Herr Minister, Sie haben eben zu Recht festgestellt, dass Integration nicht nur in Integrationsklassen stattfindet. Bei uns vor Ort findet sie in Kooperation mit der Geistigbehindertenschule und anderen Schulformen statt. Doch auch diese Kooperationsklassen sind jetzt durch Ihren neuen Unterrichtsversorgungserlass gefährdet, weil es nämlich nicht mehr möglich ist, in den so genannten Partnerklassen die Anzahl der Schülerinnen und Schüler niedriger zu gestalten als in den „normalen“ Schulklassen. Nun können Sie sich sicherlich vorstellen, dass es nicht möglich ist, bei einer Klassenfrequenz von 28 noch zusätzlich z. B. sieben Kinder einer G-Klasse mit zu unterrichten.
Wollen Sie dafür sorgen, dass auch für die Partnerklasse die Zahl der Schülerinnen und Schüler kleiner sein kann, sodass eine sinnvolle Kooperation überhaupt noch stattfinden kann?
(Karl-Heinz Klare [CDU]: Frau Seeler, wir machen das nicht anders, als Sie es auch gemacht haben, nur ein biss- chen mehr Mittel!)
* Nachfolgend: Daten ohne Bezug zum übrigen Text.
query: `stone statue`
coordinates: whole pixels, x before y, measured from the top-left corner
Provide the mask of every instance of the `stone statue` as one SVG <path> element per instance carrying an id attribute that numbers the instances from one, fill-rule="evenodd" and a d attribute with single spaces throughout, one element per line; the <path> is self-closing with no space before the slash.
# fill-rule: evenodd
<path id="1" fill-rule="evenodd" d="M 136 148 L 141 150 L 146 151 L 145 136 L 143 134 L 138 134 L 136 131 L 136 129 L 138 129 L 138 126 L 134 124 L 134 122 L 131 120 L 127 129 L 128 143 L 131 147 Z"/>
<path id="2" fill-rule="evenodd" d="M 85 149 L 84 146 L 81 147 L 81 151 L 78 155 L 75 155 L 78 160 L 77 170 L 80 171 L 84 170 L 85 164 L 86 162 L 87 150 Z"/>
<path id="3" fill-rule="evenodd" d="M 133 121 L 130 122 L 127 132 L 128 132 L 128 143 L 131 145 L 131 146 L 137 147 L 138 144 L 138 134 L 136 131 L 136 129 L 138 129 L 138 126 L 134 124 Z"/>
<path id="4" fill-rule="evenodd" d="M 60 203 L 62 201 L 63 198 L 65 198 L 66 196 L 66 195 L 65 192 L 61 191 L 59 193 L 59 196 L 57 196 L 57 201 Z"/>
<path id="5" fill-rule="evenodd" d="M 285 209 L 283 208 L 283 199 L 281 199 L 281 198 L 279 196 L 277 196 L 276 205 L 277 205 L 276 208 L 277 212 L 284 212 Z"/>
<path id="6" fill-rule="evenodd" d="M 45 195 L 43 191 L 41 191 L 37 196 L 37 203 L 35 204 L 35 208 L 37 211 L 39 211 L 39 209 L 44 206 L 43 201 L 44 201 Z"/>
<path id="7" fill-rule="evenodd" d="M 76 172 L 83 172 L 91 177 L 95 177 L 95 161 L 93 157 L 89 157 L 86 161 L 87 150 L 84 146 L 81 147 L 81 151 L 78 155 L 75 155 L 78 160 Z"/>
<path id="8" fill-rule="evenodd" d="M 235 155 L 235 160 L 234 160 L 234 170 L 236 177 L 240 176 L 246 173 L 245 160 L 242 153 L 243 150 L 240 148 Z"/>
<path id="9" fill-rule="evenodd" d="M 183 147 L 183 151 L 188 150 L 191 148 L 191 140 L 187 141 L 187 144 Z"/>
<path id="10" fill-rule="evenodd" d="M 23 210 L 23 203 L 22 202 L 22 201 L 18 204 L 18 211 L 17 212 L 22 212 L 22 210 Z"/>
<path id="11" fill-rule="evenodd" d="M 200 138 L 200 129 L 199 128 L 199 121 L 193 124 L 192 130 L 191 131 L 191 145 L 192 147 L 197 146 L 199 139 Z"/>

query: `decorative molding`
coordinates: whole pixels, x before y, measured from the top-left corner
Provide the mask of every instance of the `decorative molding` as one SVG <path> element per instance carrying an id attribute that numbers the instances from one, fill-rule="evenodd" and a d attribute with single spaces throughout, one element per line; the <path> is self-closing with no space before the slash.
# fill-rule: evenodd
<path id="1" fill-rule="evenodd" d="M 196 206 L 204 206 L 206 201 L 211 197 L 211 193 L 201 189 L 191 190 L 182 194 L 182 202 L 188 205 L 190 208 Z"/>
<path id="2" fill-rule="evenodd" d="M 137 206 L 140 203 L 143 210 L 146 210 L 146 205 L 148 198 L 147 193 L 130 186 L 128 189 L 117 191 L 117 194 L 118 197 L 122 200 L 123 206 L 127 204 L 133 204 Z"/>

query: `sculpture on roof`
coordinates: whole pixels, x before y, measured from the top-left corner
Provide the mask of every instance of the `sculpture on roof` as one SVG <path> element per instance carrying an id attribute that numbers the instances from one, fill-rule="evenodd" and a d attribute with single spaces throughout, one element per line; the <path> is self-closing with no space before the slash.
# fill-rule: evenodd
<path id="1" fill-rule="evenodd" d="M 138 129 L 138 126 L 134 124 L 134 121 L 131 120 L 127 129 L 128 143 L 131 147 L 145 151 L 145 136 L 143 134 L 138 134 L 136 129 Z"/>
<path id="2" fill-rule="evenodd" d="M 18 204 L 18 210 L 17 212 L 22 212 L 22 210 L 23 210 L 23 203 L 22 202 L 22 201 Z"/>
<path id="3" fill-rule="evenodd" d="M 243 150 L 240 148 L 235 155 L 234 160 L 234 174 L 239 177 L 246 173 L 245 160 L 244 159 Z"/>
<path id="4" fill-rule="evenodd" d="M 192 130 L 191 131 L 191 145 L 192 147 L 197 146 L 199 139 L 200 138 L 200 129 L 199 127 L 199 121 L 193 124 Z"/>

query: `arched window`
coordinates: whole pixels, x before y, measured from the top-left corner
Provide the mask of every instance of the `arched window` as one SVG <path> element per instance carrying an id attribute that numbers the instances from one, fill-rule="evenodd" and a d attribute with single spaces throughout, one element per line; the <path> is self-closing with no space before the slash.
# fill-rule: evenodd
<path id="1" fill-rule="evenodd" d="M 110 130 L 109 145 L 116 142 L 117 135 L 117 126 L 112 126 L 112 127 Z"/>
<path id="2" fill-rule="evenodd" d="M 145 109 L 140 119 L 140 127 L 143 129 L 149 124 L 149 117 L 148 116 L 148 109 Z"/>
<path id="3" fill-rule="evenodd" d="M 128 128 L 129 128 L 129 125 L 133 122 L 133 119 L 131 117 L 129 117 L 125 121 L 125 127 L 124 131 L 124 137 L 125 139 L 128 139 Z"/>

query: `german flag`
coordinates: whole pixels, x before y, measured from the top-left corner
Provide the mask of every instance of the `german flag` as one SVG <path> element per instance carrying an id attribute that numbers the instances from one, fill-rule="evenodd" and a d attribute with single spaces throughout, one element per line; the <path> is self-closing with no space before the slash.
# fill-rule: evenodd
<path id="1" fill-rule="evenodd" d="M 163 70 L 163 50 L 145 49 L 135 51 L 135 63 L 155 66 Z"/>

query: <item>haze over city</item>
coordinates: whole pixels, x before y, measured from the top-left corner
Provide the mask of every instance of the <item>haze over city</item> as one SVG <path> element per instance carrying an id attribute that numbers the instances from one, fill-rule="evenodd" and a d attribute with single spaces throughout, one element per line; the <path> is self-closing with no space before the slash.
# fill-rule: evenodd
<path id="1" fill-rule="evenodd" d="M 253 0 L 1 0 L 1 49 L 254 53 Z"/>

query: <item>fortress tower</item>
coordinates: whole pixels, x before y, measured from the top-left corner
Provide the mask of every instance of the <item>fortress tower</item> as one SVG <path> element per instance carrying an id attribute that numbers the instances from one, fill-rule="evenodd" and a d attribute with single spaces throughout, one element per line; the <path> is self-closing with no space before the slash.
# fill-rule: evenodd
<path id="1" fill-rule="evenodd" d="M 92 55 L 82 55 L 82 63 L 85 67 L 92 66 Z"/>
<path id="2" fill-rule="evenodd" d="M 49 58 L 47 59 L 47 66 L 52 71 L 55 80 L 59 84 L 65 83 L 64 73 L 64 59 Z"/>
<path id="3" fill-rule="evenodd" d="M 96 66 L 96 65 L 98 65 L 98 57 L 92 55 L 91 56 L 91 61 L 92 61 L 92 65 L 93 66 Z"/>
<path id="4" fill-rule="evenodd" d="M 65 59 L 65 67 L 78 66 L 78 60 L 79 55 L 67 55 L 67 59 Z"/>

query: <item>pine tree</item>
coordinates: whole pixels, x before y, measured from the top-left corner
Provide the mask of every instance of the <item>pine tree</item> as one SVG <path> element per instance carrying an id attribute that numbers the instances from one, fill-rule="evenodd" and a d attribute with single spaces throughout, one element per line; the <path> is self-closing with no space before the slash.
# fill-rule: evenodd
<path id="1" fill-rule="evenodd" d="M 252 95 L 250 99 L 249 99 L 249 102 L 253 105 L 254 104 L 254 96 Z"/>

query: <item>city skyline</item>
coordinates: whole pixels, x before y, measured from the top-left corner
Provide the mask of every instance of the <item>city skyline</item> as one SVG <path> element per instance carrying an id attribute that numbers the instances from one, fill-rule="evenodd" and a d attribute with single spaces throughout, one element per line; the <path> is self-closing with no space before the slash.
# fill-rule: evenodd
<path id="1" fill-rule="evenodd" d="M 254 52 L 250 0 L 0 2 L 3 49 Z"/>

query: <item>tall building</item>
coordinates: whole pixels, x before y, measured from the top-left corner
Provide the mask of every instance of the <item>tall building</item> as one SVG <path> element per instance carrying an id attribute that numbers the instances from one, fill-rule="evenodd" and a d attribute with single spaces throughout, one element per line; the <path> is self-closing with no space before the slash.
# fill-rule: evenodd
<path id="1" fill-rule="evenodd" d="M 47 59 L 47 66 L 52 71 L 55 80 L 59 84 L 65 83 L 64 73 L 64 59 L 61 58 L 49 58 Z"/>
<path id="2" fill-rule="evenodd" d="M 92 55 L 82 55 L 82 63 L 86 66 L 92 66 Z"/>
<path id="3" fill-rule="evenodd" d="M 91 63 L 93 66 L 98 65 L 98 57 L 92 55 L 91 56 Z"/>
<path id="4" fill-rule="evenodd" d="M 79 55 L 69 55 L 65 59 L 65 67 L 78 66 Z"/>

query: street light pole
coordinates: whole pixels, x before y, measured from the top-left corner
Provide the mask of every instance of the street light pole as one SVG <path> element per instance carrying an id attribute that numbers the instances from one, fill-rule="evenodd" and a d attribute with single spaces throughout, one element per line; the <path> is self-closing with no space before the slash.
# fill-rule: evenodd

Herr Präsident! Meine Damen und Herren! Frau Kollegin Seeler, ich habe vorhin deutlich gemacht, dass wir die Integrationsklassen ernst nehmen und dass wir, wenn man so will, die Regelungslücke für Gesamtschulen jetzt geschlossen haben, indem wir sagen, entsprechende Kinderzahlen können abgesenkt werden. Es wird dann zur Zufriedenheit der Schule geregelt werden.